For binary covariates, differences between the numerical values of the conditional and marginal parameters do not depend on the covariate distribution (

*i.e*., the prevalence of the binary covariate). While we have focused here on a binary covariate, for continuous covariates the differences between the two parameters may depend on the covariate distribution, in addition to the factors considered in . In addition, in the case of a continuous covariate, it is important to note that both the marginal and conditional effects of that covariate will not be linear on the same scale (

*e.g*., logit), unless the random effects are assumed to follow a specific distribution called a bridge distribution (

33,

34).

Implications for science

Given the possible differences in the magnitude and direction of the conditional and marginal effects, it is important to consider carefully whether inference should be made at the radiologist or population level before analyzing clustered data with nonlinear regression models.

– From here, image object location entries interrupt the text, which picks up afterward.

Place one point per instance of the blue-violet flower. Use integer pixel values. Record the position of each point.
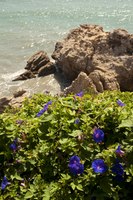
(4, 183)
(98, 135)
(44, 109)
(119, 151)
(76, 168)
(120, 103)
(99, 166)
(80, 94)
(77, 121)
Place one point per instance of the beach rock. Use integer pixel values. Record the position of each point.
(24, 76)
(106, 57)
(39, 64)
(36, 61)
(81, 83)
(47, 69)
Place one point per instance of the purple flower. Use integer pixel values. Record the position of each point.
(99, 166)
(75, 166)
(77, 121)
(13, 146)
(44, 109)
(120, 103)
(98, 135)
(74, 159)
(119, 178)
(119, 151)
(19, 121)
(80, 94)
(118, 169)
(4, 183)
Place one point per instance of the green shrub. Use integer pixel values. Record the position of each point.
(35, 150)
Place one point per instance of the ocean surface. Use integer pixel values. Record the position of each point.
(28, 26)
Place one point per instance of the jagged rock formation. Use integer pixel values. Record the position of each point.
(39, 64)
(106, 57)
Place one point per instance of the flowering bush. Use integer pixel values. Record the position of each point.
(78, 147)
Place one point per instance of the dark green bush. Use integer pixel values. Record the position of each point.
(35, 151)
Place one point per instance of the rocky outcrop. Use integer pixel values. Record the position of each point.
(106, 57)
(39, 64)
(24, 76)
(49, 68)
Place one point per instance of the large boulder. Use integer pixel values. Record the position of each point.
(106, 57)
(37, 65)
(47, 69)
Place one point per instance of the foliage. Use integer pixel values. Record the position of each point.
(35, 150)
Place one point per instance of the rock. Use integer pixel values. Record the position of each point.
(47, 69)
(24, 76)
(36, 61)
(81, 83)
(106, 57)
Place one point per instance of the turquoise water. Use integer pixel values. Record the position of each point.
(28, 26)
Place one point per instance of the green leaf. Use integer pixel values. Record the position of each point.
(73, 186)
(28, 195)
(126, 123)
(79, 187)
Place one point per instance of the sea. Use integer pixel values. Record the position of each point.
(28, 26)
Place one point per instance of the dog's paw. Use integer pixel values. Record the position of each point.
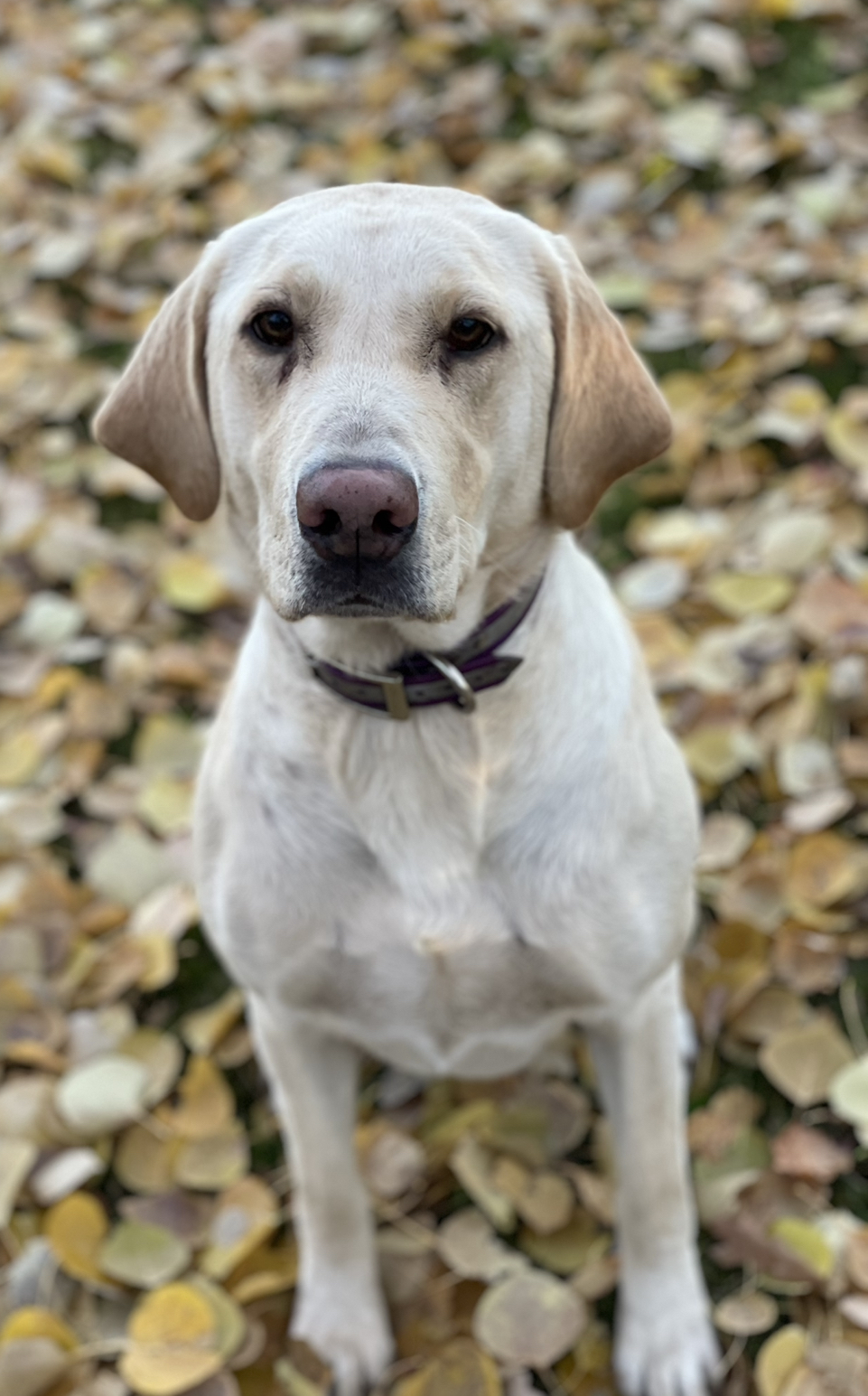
(348, 1328)
(665, 1342)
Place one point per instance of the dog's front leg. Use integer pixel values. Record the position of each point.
(340, 1307)
(665, 1344)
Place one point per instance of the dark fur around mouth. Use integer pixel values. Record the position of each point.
(359, 588)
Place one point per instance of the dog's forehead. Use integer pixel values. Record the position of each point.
(388, 239)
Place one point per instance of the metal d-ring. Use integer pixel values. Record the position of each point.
(466, 698)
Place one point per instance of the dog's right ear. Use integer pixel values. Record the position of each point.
(156, 417)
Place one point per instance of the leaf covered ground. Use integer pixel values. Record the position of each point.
(709, 158)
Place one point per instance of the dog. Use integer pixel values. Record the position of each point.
(438, 817)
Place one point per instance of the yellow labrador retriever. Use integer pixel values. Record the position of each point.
(440, 817)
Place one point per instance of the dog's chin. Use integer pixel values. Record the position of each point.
(374, 592)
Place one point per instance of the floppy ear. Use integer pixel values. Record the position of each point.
(156, 417)
(607, 417)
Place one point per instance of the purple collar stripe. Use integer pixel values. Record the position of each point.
(425, 679)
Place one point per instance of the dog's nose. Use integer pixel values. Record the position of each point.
(358, 511)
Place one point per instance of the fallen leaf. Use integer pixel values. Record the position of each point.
(529, 1319)
(143, 1255)
(778, 1357)
(172, 1342)
(745, 1314)
(76, 1229)
(803, 1063)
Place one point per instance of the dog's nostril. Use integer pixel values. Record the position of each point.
(358, 511)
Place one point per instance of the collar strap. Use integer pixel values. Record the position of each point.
(425, 679)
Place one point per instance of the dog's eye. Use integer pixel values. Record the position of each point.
(274, 328)
(468, 334)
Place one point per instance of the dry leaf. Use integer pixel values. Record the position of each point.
(745, 1314)
(529, 1319)
(804, 1061)
(76, 1230)
(173, 1342)
(778, 1357)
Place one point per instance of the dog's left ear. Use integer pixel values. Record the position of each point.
(607, 415)
(156, 415)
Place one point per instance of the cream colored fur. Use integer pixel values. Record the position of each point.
(451, 891)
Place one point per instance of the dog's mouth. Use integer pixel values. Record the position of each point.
(365, 588)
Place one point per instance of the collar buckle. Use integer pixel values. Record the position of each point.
(465, 696)
(396, 696)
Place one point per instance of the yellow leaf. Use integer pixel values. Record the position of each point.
(144, 1160)
(462, 1370)
(207, 1103)
(173, 1342)
(807, 1242)
(214, 1162)
(161, 962)
(803, 1061)
(719, 751)
(166, 804)
(847, 429)
(33, 1321)
(76, 1230)
(246, 1216)
(748, 594)
(266, 1270)
(778, 1357)
(826, 868)
(745, 1314)
(190, 583)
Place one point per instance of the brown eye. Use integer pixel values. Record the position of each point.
(468, 334)
(274, 328)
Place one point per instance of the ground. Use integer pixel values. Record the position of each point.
(711, 164)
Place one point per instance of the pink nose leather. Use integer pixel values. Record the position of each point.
(358, 511)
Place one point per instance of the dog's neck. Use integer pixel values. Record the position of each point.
(371, 645)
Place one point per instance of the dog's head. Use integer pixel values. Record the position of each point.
(392, 384)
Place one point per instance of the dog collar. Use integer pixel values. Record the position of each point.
(425, 679)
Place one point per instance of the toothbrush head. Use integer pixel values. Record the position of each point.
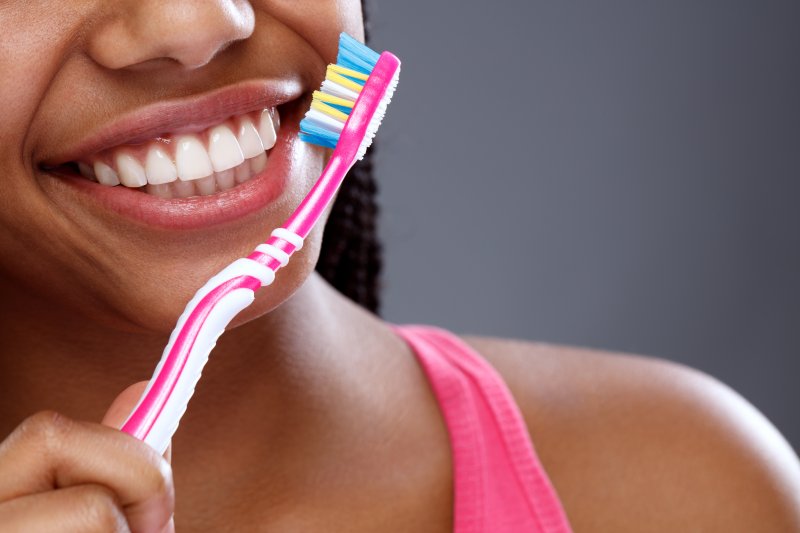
(347, 111)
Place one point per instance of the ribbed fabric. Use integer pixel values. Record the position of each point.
(500, 485)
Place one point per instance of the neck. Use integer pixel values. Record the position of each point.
(273, 368)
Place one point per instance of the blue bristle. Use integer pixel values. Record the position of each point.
(354, 55)
(313, 134)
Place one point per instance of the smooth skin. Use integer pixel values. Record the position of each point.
(311, 415)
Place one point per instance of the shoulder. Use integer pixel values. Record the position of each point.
(630, 440)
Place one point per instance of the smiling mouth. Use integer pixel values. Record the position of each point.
(183, 165)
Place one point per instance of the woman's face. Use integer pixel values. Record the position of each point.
(136, 90)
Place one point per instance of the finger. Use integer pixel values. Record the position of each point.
(81, 509)
(50, 451)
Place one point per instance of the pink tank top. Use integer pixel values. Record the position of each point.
(500, 485)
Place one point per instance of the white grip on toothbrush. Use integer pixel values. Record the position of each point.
(166, 420)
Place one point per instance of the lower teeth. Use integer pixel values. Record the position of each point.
(216, 182)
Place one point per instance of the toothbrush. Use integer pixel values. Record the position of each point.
(345, 115)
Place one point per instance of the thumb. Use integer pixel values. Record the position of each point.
(122, 406)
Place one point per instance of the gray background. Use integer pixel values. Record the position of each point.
(615, 174)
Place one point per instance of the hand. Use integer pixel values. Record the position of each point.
(59, 474)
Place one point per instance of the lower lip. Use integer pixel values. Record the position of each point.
(197, 212)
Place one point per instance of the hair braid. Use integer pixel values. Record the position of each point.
(351, 254)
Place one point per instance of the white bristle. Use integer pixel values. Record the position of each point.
(377, 118)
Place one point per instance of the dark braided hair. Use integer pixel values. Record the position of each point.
(351, 254)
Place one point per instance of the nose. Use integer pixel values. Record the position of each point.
(190, 32)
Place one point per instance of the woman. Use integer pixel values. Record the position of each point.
(313, 415)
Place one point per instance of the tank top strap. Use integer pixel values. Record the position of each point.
(500, 484)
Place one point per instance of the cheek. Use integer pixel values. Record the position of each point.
(319, 22)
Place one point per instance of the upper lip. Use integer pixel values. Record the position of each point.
(183, 115)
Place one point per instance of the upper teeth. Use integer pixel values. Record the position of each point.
(189, 157)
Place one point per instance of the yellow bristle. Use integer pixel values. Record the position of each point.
(341, 80)
(350, 73)
(335, 100)
(328, 110)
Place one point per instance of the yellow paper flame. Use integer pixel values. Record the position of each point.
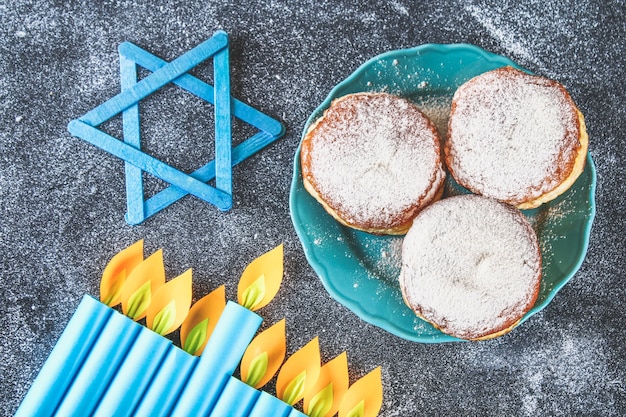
(116, 272)
(170, 304)
(364, 398)
(324, 399)
(298, 375)
(201, 320)
(264, 356)
(261, 280)
(141, 284)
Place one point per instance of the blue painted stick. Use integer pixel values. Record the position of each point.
(150, 164)
(267, 405)
(271, 129)
(65, 360)
(206, 173)
(234, 331)
(132, 135)
(237, 400)
(223, 130)
(156, 80)
(100, 366)
(134, 375)
(203, 90)
(167, 384)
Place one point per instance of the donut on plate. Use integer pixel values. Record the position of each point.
(373, 161)
(515, 137)
(471, 266)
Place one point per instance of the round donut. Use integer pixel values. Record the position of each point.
(515, 137)
(471, 266)
(373, 161)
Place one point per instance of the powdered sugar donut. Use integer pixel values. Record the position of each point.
(515, 137)
(471, 266)
(373, 161)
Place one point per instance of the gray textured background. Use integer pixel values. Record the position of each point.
(63, 200)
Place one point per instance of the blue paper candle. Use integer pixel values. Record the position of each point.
(66, 359)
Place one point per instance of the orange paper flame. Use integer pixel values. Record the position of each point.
(324, 399)
(199, 324)
(116, 272)
(264, 356)
(261, 280)
(298, 375)
(141, 284)
(364, 398)
(170, 304)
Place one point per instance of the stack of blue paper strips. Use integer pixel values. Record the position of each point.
(105, 364)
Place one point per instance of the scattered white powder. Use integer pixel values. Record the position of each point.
(470, 276)
(437, 109)
(511, 135)
(373, 157)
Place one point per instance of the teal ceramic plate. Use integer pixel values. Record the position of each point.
(360, 270)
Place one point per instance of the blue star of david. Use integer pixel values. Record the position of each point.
(129, 149)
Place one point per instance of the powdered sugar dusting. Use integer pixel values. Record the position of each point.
(469, 276)
(373, 157)
(511, 134)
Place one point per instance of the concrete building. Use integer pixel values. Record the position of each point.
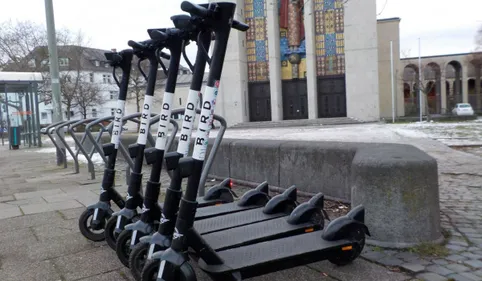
(445, 80)
(302, 59)
(329, 58)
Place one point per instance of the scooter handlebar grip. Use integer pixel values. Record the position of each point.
(158, 35)
(194, 9)
(116, 58)
(165, 56)
(135, 44)
(239, 26)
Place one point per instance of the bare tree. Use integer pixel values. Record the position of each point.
(414, 77)
(23, 47)
(87, 96)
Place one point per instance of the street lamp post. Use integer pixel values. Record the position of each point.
(54, 72)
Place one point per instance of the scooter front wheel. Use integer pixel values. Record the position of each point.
(150, 270)
(123, 245)
(92, 232)
(109, 232)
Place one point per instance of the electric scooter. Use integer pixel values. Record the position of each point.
(95, 216)
(174, 40)
(340, 242)
(150, 50)
(256, 197)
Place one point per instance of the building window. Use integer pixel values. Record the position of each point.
(63, 62)
(106, 78)
(31, 63)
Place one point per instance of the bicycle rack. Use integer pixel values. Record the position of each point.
(49, 134)
(214, 149)
(123, 150)
(78, 142)
(66, 145)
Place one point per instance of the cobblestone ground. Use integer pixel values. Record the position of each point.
(39, 238)
(460, 179)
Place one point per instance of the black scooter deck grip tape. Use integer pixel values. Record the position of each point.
(108, 179)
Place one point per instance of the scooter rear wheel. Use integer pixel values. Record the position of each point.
(109, 234)
(86, 228)
(150, 271)
(138, 258)
(123, 249)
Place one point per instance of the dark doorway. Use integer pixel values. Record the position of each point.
(295, 101)
(259, 101)
(331, 96)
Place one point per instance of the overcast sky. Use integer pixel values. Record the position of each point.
(444, 26)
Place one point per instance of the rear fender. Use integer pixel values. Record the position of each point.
(282, 202)
(357, 213)
(145, 239)
(139, 226)
(104, 206)
(342, 228)
(220, 191)
(254, 197)
(305, 211)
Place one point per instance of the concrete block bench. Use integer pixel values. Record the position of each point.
(397, 184)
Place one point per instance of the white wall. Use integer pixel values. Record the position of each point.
(361, 60)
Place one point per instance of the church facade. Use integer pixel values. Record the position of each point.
(302, 59)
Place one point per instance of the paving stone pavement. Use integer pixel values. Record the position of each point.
(460, 184)
(39, 238)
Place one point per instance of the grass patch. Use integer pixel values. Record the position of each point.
(377, 249)
(433, 249)
(430, 250)
(446, 233)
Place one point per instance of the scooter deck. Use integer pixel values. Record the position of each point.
(257, 232)
(223, 209)
(233, 220)
(257, 259)
(203, 202)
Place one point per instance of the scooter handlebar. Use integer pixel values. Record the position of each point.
(239, 25)
(194, 9)
(200, 11)
(158, 35)
(136, 45)
(165, 56)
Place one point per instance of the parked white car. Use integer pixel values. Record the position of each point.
(463, 109)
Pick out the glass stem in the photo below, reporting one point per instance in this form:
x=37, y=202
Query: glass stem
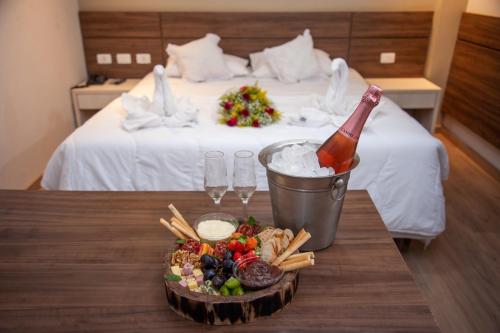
x=217, y=204
x=245, y=209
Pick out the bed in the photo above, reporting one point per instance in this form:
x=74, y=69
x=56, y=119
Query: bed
x=402, y=165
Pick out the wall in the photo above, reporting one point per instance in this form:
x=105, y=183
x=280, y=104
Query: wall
x=40, y=59
x=484, y=7
x=471, y=139
x=256, y=5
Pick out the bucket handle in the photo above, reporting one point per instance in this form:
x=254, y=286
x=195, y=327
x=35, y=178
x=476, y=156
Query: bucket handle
x=338, y=189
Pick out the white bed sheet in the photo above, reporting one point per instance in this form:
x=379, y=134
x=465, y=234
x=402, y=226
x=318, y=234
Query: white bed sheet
x=402, y=165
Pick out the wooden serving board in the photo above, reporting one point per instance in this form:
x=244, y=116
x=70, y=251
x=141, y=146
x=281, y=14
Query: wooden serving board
x=221, y=310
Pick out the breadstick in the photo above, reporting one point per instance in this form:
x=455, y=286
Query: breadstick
x=299, y=235
x=176, y=232
x=188, y=227
x=297, y=265
x=178, y=215
x=294, y=262
x=292, y=248
x=302, y=254
x=184, y=230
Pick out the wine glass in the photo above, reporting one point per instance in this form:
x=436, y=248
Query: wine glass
x=244, y=181
x=215, y=176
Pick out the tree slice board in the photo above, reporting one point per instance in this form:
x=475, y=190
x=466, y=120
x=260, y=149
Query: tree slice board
x=221, y=310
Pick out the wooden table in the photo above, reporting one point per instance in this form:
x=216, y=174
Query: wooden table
x=92, y=261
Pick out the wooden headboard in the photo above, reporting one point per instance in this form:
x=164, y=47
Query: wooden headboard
x=357, y=37
x=472, y=93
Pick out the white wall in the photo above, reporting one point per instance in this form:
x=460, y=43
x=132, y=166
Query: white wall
x=41, y=57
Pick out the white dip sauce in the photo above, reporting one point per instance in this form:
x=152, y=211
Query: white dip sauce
x=215, y=229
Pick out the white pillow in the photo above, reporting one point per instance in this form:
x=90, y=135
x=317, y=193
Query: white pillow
x=294, y=60
x=171, y=69
x=324, y=61
x=200, y=59
x=237, y=66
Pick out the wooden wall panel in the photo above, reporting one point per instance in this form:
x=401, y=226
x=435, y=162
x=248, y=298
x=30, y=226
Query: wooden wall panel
x=480, y=29
x=397, y=24
x=411, y=54
x=336, y=47
x=120, y=24
x=122, y=45
x=243, y=33
x=255, y=25
x=472, y=95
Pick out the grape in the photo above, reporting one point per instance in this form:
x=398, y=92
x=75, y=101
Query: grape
x=218, y=281
x=207, y=261
x=228, y=255
x=228, y=265
x=208, y=274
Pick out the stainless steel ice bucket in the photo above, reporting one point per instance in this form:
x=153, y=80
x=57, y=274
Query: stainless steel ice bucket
x=313, y=203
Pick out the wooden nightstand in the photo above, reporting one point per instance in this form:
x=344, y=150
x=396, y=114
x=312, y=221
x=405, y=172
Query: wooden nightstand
x=419, y=96
x=88, y=100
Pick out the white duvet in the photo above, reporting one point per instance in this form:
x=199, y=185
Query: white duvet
x=402, y=165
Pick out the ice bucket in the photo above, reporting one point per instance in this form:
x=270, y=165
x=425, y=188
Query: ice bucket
x=313, y=203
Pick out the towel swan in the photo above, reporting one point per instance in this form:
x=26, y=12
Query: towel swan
x=165, y=109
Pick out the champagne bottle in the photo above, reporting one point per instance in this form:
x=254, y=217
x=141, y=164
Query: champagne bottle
x=338, y=151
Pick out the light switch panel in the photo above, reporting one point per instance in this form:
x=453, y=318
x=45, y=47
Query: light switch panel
x=123, y=58
x=104, y=58
x=143, y=58
x=387, y=57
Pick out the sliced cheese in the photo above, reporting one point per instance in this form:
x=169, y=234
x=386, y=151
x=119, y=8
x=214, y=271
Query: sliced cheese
x=197, y=272
x=176, y=270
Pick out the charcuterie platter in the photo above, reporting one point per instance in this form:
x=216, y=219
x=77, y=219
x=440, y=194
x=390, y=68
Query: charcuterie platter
x=222, y=271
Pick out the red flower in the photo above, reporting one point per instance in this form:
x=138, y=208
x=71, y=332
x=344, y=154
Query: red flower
x=232, y=122
x=245, y=112
x=269, y=111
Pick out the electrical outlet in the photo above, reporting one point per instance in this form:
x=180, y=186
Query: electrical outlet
x=143, y=58
x=104, y=58
x=123, y=58
x=387, y=57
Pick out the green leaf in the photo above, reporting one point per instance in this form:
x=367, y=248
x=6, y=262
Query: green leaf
x=251, y=221
x=172, y=277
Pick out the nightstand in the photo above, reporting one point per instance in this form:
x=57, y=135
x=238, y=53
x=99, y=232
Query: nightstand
x=88, y=100
x=419, y=96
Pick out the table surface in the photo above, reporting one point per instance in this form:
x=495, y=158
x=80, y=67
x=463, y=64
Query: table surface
x=405, y=84
x=92, y=261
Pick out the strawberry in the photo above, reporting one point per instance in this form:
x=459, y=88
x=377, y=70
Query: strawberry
x=236, y=255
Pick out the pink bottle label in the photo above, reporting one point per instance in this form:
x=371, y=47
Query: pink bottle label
x=354, y=125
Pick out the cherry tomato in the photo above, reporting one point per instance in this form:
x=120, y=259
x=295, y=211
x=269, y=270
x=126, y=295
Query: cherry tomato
x=251, y=243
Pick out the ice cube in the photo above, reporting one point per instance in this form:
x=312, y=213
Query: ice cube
x=299, y=160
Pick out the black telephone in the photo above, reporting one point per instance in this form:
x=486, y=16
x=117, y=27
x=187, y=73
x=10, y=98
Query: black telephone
x=96, y=79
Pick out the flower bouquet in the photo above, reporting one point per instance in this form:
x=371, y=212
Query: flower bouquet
x=247, y=106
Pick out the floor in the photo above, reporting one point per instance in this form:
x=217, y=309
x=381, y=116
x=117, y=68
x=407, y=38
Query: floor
x=459, y=272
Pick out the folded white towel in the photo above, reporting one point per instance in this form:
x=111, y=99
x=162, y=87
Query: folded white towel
x=165, y=110
x=335, y=102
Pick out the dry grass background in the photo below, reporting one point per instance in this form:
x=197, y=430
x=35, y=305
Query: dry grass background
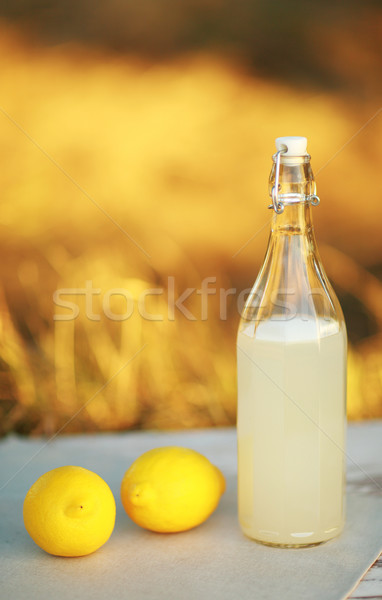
x=178, y=154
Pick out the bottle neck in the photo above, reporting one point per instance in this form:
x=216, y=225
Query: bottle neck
x=296, y=179
x=296, y=219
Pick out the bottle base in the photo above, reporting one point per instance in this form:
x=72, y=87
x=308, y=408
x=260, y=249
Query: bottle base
x=296, y=546
x=292, y=544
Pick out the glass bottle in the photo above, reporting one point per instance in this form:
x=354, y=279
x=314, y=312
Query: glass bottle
x=291, y=358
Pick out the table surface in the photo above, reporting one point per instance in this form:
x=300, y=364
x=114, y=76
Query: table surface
x=211, y=561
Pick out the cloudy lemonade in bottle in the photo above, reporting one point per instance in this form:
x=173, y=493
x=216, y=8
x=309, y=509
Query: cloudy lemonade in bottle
x=291, y=359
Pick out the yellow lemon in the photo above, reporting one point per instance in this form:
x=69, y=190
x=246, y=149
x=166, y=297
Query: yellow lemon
x=171, y=489
x=69, y=511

For instance, the question of whether interpretive volume influences radiologists’ interpretive performance can be thought of in two ways. First, we may be interested in whether the sensitivity and specificity of mammography examinations interpreted by high-volume radiologists in the United States are better than these performance measures for mammography examinations interpreted by low-volume radiologists. This is a population-level question comparing the performance of mammography examinations interpreted by two different types of radiologists. In contrast, we may want to know whether an individual radiologist’s interpretive performance improves when his or her interpretive volume increases, controlling for other traits of that radiologist that influence performance. This is a radiologist-specific question that examines changes in an individual’s performance when one condition is changed but everything else about that radiologist remains constant. Both questions may be of interest, for example, to policy makers considering whether to increase the current interpretive volume requirements for certification. If the current requirement of ≥960 mammograms over the prior 2 years was increased to 2,000 mammograms, radiologists with 2-year volumes below 2,000 would have to either (a) stop interpreting mammography, leaving these mammograms to be interpreted by the group of remaining high-volume radiologists (the effect of this on the performance of mammography in the United States is estimated from the marginal model) or (b) increase their annual volume to meet the new guidelines (the effect of this on an individual radiologists-performance is estimated from the conditional model).